The Living Room Sheraton Grande Bangkok
12 June 2006
A saxophone that beautiful, black, embossed in gold leaf, and whose bell seemed to radiate golden light, is made to produce the finest of music. For that, it should be in the hands of a master craftsman and tonight it was. In Ernie Watts, it couldn't have had a better conduit for communication with the audience.
Backed by The Living Room's house band of Jeremy Monteiro on piano, Belinda Moody on bass and Shawn Kelley on drums, seasoned professionals all, Watts set out his stall with three classics. The first, Jackie McClean's "Little Melony had barely begun when Watts took it by the scruff of the neck and stamped his personality on it in an extended solo, his right hand at intervals falling away from the keys like a gunfighter making to draw. Piano and bass dropped out to leave Watts duetting with drummer Shawn Kelley who warmed to the task. "Nostalgia in Times Square by Charles Mingus swung like the original Wednesday night prayer meeting and showcased the considerable talents of Melbourne bassist Belinda Moody, swinging like a bass trombone. The third interpretation was a full-on version of Wayne Shorter's "Pinocchio
The first set was closed with Watt's "Bubala, a three-part suite from his album Spirit Song (Flying Dolphin Records, 2005) - dedicated to Watt's wife Patricia who was sat at the front, thus the onus was on the musicians to pull out all the stops. They all graduated with honors after a marathon, thirty-five minute improvisation, which was never less than absorbing. For the first part, piano, bass and drums created an infectious groove over which Watts soloed intensely. The second section of the suite saw Moody, Watts and outstanding pianist Monteiro in more reflective, bluesy mood, whilst the final part was a Coltrane-esque cry, in which all the musicians were flying, Shawn Kelley providing the fulcrum for this colossal carousel of sound. It was as exhilarating to watch as it was to listen to.

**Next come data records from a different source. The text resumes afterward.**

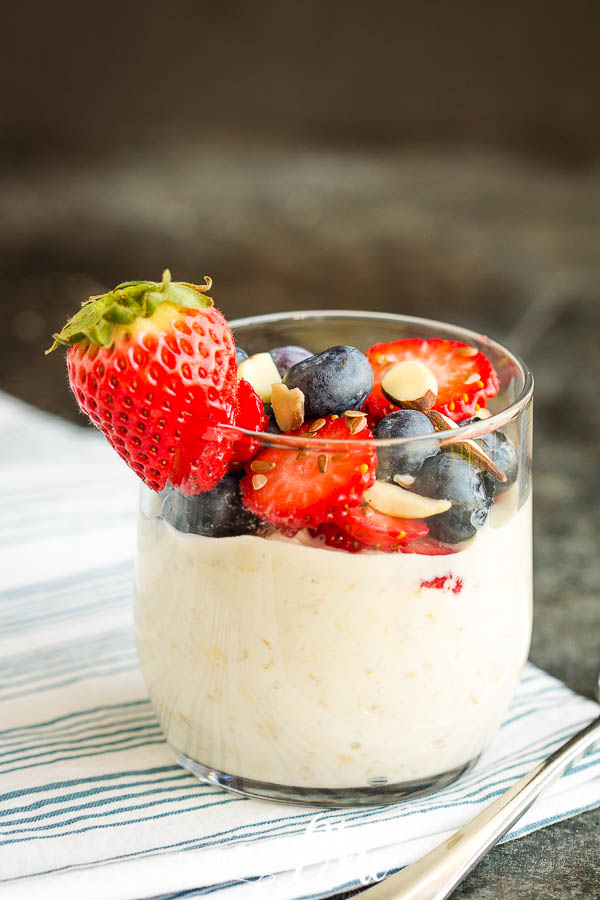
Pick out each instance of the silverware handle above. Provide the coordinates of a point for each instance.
(435, 875)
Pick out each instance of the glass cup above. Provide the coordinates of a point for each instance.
(281, 667)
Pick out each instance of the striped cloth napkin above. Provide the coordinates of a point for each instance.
(91, 802)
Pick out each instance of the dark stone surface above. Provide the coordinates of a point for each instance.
(491, 242)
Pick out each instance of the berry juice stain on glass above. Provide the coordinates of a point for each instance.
(333, 581)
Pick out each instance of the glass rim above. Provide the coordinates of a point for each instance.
(467, 432)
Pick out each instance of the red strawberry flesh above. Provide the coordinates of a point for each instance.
(378, 531)
(251, 417)
(296, 488)
(153, 365)
(455, 366)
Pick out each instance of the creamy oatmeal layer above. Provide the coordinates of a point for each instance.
(284, 661)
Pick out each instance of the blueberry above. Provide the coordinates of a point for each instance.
(449, 476)
(404, 460)
(503, 452)
(286, 357)
(333, 381)
(216, 513)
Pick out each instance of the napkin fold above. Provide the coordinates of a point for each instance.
(91, 802)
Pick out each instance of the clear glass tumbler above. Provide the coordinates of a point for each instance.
(282, 667)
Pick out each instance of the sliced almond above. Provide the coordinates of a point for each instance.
(357, 424)
(393, 500)
(288, 406)
(410, 384)
(442, 423)
(261, 371)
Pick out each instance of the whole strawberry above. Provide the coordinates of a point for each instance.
(154, 368)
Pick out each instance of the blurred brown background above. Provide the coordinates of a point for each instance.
(432, 158)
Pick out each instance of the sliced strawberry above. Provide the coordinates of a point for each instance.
(454, 364)
(301, 488)
(251, 416)
(428, 546)
(337, 537)
(378, 531)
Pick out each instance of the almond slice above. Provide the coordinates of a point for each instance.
(442, 423)
(261, 371)
(410, 384)
(288, 406)
(393, 500)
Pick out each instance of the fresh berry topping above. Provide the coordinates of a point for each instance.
(377, 531)
(405, 459)
(216, 513)
(503, 453)
(333, 381)
(465, 377)
(286, 357)
(337, 537)
(451, 477)
(297, 488)
(428, 546)
(251, 416)
(153, 366)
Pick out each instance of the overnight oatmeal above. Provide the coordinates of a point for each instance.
(333, 579)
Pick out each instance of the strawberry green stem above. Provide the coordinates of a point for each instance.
(100, 315)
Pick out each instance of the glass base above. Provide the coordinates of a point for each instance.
(373, 795)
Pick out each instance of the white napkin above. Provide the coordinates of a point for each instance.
(91, 802)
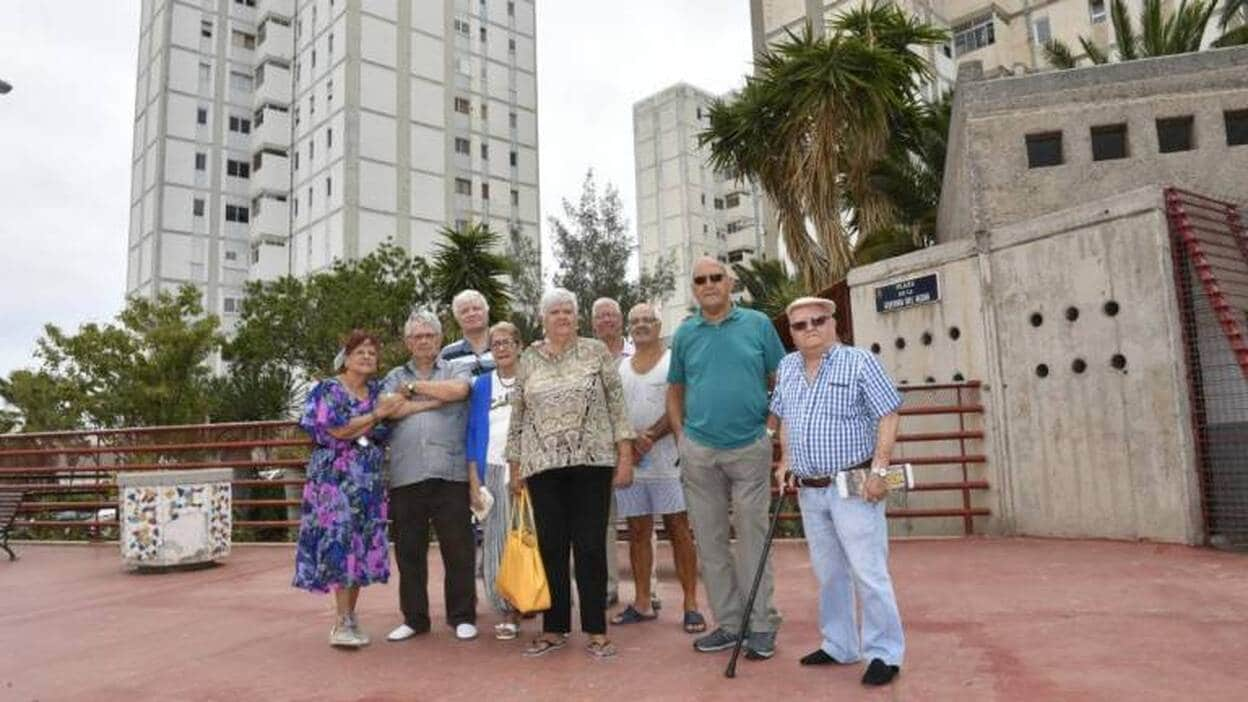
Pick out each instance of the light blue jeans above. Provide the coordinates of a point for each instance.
(849, 551)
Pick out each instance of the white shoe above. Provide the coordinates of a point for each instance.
(402, 632)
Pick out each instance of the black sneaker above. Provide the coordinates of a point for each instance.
(718, 640)
(879, 672)
(760, 645)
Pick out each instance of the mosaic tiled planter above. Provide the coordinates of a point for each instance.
(175, 517)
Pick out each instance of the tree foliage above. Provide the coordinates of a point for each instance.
(593, 249)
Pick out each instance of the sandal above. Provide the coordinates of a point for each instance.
(632, 616)
(542, 646)
(600, 648)
(694, 622)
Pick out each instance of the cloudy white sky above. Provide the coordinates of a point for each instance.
(65, 130)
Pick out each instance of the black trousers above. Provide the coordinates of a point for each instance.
(444, 505)
(569, 507)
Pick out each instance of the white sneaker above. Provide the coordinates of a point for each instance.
(402, 632)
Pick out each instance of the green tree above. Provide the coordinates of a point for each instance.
(150, 369)
(813, 124)
(296, 324)
(769, 285)
(593, 249)
(471, 257)
(1161, 33)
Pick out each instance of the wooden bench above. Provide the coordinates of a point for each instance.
(9, 504)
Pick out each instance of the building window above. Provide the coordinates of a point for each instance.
(1174, 134)
(242, 40)
(1043, 150)
(1096, 10)
(1108, 143)
(975, 34)
(1042, 31)
(1237, 126)
(237, 214)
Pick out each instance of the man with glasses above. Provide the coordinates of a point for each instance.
(655, 487)
(721, 364)
(838, 412)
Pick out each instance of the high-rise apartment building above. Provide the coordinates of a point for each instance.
(684, 209)
(275, 136)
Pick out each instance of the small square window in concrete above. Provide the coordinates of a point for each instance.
(1174, 134)
(1237, 126)
(1043, 150)
(1108, 143)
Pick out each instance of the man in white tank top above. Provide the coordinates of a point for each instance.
(655, 487)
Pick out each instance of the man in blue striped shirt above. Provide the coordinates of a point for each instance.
(838, 411)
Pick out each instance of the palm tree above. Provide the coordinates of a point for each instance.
(469, 257)
(769, 285)
(1161, 33)
(814, 121)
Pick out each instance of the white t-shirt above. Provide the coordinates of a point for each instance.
(647, 396)
(499, 417)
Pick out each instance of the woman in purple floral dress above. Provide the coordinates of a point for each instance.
(342, 540)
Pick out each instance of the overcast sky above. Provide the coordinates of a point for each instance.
(65, 131)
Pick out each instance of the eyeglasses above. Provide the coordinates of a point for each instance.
(711, 277)
(813, 322)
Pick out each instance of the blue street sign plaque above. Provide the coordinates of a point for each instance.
(907, 292)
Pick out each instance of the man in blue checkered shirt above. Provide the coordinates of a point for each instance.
(838, 412)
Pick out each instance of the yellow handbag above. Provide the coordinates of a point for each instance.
(521, 573)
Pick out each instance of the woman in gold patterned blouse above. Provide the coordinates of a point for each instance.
(569, 442)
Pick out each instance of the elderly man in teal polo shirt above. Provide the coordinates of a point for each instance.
(723, 360)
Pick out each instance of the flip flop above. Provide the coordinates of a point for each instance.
(630, 616)
(694, 622)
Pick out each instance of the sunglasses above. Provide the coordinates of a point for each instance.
(711, 277)
(813, 322)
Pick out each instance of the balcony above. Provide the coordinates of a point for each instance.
(270, 220)
(275, 40)
(270, 173)
(272, 84)
(271, 129)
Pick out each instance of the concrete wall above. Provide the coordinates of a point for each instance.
(1103, 452)
(989, 182)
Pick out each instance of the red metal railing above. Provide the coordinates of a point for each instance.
(69, 477)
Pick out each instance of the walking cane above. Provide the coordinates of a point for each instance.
(754, 590)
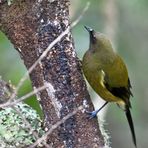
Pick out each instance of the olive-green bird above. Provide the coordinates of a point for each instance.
(107, 74)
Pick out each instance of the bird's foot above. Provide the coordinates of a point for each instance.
(92, 114)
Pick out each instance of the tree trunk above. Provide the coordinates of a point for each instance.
(31, 25)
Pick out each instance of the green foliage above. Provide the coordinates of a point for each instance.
(13, 130)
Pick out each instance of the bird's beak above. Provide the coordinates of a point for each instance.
(88, 29)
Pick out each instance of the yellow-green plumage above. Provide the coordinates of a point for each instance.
(107, 74)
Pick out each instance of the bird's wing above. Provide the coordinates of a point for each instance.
(120, 91)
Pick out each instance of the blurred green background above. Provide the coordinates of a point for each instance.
(126, 24)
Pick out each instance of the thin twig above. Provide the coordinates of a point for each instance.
(81, 15)
(53, 127)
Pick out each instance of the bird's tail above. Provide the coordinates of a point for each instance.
(130, 122)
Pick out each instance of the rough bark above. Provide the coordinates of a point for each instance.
(31, 25)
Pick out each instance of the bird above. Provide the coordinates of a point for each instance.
(107, 74)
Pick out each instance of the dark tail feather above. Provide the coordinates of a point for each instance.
(130, 122)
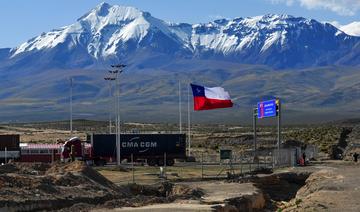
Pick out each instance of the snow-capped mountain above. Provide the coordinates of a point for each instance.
(112, 33)
(241, 54)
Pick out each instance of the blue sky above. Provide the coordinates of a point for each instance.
(21, 20)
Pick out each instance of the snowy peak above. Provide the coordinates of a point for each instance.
(115, 32)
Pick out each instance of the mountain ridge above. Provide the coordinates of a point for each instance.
(311, 66)
(112, 33)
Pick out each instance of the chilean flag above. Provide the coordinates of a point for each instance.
(210, 98)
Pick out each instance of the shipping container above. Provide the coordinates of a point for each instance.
(156, 149)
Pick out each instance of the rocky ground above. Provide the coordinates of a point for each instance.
(322, 186)
(333, 186)
(76, 187)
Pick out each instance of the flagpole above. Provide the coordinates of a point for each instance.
(189, 137)
(180, 121)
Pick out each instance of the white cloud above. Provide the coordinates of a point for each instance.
(350, 29)
(341, 7)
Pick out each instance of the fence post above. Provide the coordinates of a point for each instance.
(241, 166)
(132, 168)
(5, 154)
(165, 165)
(202, 165)
(250, 166)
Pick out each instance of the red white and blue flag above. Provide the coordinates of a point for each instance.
(210, 98)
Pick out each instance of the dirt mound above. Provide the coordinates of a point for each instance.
(24, 168)
(70, 174)
(166, 189)
(36, 186)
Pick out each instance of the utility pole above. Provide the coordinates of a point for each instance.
(71, 94)
(118, 70)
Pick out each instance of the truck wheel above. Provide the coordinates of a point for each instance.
(170, 162)
(151, 162)
(160, 162)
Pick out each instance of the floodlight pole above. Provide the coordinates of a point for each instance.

After a brief interval, the band tore into two Watts numbers, "ASFEW , with Watts and Monteiro alternating solos and the lovely "Spirit Song. The latter song started with Watts on a cedar flute, playing an Irish-sounding lament, but this was no dirge and the song blossomed, containing some of Watts' most uplifting and free blowing of the evening, with a nod to "A Love Supreme. Another very fine Moody solo led into the haunting reprise on flute once again - a wonderful song.
Victor Feldman's "Joshua, Thelonius Monk's "Round Midnight and Watt's latin-tinged "Reaching Up concluded a splendid, powerful set which earned Jeremy Monteiro, Belinda Moody, Shawn Kelley and Ernie Watts a standing ovation. Thoroughly satisfying.